The final phase is nursing the recovery, battling the headwinds of overhanging debt. A more balanced policy mix is called for to avoid some of the side effects of prolonged very low interest rates, through asset prices, on inequality and the economy more generally. This means more supportive fiscal policy and growth-friendly structural reforms to prevent central banks from becoming “the only game in town”.

Beyond monetary policy
None of this, of course, addresses the longer-term forces driving trends in inequality. Fiscal and structural policies do. And we should not forget that central banks can also contribute to a more equitable society by performing a range of non-monetary functions attributed to them by law.

Fiscal policy is a good example of how powerful government policies can be, as it has the appropriate tools to mitigate inequality. For all AEs, inequality measured on post-tax income is lower than that measured on pre-tax income – for some substantially so. In Germany, a country with a relatively strong social safety net, the 2015 post-tax Gini coefficient is almost halved, falling to 30 from above 50.

Structural policies are equally important. They set the foundations for a more equitable society by tackling some of the root causes of inequality. Think of all the impediments that set back the most disadvantaged: poor education systems, lack of access to healthcare, lack of competition, inadequate consumer protection and poorly regulated labour markets.

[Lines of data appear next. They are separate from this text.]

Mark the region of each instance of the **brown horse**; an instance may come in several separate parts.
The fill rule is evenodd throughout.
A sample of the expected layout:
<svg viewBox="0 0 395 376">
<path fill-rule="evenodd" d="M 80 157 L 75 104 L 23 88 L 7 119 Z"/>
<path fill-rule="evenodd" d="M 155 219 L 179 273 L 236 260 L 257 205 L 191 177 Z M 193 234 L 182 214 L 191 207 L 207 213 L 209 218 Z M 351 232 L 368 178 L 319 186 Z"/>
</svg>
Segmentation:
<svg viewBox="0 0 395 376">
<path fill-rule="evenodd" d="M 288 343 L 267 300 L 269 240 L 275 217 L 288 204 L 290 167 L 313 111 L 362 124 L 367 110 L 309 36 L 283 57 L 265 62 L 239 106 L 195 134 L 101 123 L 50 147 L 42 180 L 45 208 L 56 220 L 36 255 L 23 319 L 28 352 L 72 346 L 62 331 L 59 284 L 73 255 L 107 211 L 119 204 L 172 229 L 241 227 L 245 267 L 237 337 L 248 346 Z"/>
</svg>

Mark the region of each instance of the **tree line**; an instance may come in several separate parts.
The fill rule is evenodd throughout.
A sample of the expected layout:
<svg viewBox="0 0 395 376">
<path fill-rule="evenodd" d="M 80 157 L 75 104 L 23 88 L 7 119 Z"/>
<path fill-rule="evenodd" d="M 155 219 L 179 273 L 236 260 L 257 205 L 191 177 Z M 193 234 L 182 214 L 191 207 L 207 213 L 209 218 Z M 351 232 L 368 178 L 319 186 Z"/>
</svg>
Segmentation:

Part of the impediments to opportunities that I have just mentioned pertain to the financial system, and in some countries fall within the realm of non-monetary functions attributed to central banks by law. Many central banks have prudential responsibilities and thus play an essential role in maintaining bank resilience and ensuring financial stability. Others promote financial inclusion that, particularly in poorer countries, can reduce income inequality by boosting self-employment and growth opportunities.

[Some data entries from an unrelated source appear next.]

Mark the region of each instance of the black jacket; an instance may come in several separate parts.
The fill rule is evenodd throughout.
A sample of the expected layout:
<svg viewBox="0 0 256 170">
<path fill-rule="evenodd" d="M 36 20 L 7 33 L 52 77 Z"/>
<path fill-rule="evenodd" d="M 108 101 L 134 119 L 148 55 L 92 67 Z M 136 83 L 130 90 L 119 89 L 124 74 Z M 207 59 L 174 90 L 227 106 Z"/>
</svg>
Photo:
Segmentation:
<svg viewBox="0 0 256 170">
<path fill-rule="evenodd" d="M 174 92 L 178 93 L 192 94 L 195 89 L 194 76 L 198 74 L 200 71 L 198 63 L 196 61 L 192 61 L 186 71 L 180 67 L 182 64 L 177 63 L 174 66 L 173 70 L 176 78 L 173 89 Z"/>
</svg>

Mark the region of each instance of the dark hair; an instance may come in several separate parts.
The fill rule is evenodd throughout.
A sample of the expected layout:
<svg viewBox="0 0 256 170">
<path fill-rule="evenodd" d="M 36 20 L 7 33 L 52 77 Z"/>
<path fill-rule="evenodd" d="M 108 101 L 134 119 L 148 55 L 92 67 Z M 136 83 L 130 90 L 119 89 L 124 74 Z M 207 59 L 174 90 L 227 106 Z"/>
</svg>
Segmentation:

Financial services consumer protection also shields the poor and more vulnerable from predatory lending and, together with policies supporting financial literacy, from excessive risk-taking. Efforts to develop efficient and competitive payment systems help reduce overall costs, not least for cross-border remittances. And finally, fostering financial development increases the menu of options available to households to hedge and diversify risks.

Macroeconomic stability and wider policy coordination essential to equality 
To conclude, inequality is not a monetary phenomenon over the long run. Yet central banks are fully aware of the consequences of their actions on income and wealth distribution over shorter horizons.

While they do not have the necessary tools to achieve targeted distributional outcomes on top of their mandated objectives, they can go a long way in contributing to an equitable society by fulfilling their mandates. This means seeking to keep the economy on an even keel, so that price, financial and macroeconomic stability prevail. High inflation and recessions can be extremely costly for inequality.

But keeping the economy on an even keel is not something monetary policy can do on its own. Moreover, changes in the nature of the business cycle, with financial factors playing a bigger role, have complicated the trade-offs monetary policy faces. In order to address these trade-offs, other policies must play their part, notably prudential, fiscal and structural. A balanced and comprehensive policy mix is needed.